We have the PIGS (Portugal, Ireland, Greece, and Spain) battling with debt issues in Europe. Spain is not fully there yet, but may inevitably need to find money. These countries are referred to as the PIGS because of their need for financial help.
Stock markets are battling negative sentiment here. The situation was helped by the crisis in Europe, but my economic analysis is that you cannot blame the Europeans, as there is a financial mess of our own here.
The key stock indices are languishing below their respective 50-day moving average (MA) and 200-day MA. The near-term technical picture is bearish and is dangerous at this time without any base or support.
A debt resolution was approved by the Senate and White House. The deal calls for a $2.1-trillion increase in the debt ceiling to around $16.4 trillion, which will allow the country to pay its debt obligations and spend. First of all, this is just adding to a massive debt load. In return, there will be spending cuts of about $2.4 trillion; but over a 10-year period!
The debt increase is not what we needed, but was essential. The government will need to focus on the cost side and implement its own austerity programs with discipline in order to cut the deficit and begin to work to bring down the massive $14.6-trillion national debt. It’s scary looking at the debt load and watching the mounting interest payments.

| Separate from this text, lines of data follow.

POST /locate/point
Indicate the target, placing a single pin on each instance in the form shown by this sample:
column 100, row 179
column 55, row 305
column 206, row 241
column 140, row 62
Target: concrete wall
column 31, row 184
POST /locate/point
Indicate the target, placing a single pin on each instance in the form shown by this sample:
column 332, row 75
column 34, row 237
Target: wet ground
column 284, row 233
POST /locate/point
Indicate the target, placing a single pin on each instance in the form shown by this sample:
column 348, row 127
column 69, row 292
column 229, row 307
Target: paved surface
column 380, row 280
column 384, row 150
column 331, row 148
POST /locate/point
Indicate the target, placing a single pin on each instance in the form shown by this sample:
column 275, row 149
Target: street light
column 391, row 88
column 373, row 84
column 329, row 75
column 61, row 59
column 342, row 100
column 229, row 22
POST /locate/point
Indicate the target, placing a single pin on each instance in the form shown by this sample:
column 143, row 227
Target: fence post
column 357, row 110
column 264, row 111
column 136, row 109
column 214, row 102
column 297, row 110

And in a “what if” scenario, can you imagine the impact of higher interest rates? It would make interest payments much higher and make it that much more difficult to reduce the debt load.
The problem, as I have been saying, is that the U.S. economy is not faring well and is below President Obama’s hopeful expectations after spending nearly a trillion dollars in infrastructure spending along with QE2.
The sky is not falling yet, but may be pretty close to it.
Just take a look at the second-quarter GDP that came in at a meager 1.3%, well below the 1.7% estimate. In contrast, China is slowing, but is still growing at around nine percent!
And making matters worse was a downward revision in the previous first-quarter estimate to a dismal 0.4% from 1.9%.
JP Morgan downgraded its estimate for the Q3 GDP to 1.5% from 2.5%.
I doubt we will see another recession, but you cannot brush this off. The probability for another recession is below 50% in my view, but it is still a possibility.
Manufacturing numbers continue to show a stagnant economy. The ISM Index was flat at 50.9 in July, its lowest reading in years and well below the revised 54.0 in June. An ISM reading above 50.0 represents expansion, so the reading is a concern.
The ISM Services index was also weak and grew at its lowest rate in 17 months.
Factory orders also declined in June.
So the red flags are evident. It’s becoming clearer that the U.S. economy is at risk for another decline and possible recession if stalling continues and the jobs market fails to ignite.
With the higher debt ceiling, we may yet see QE3.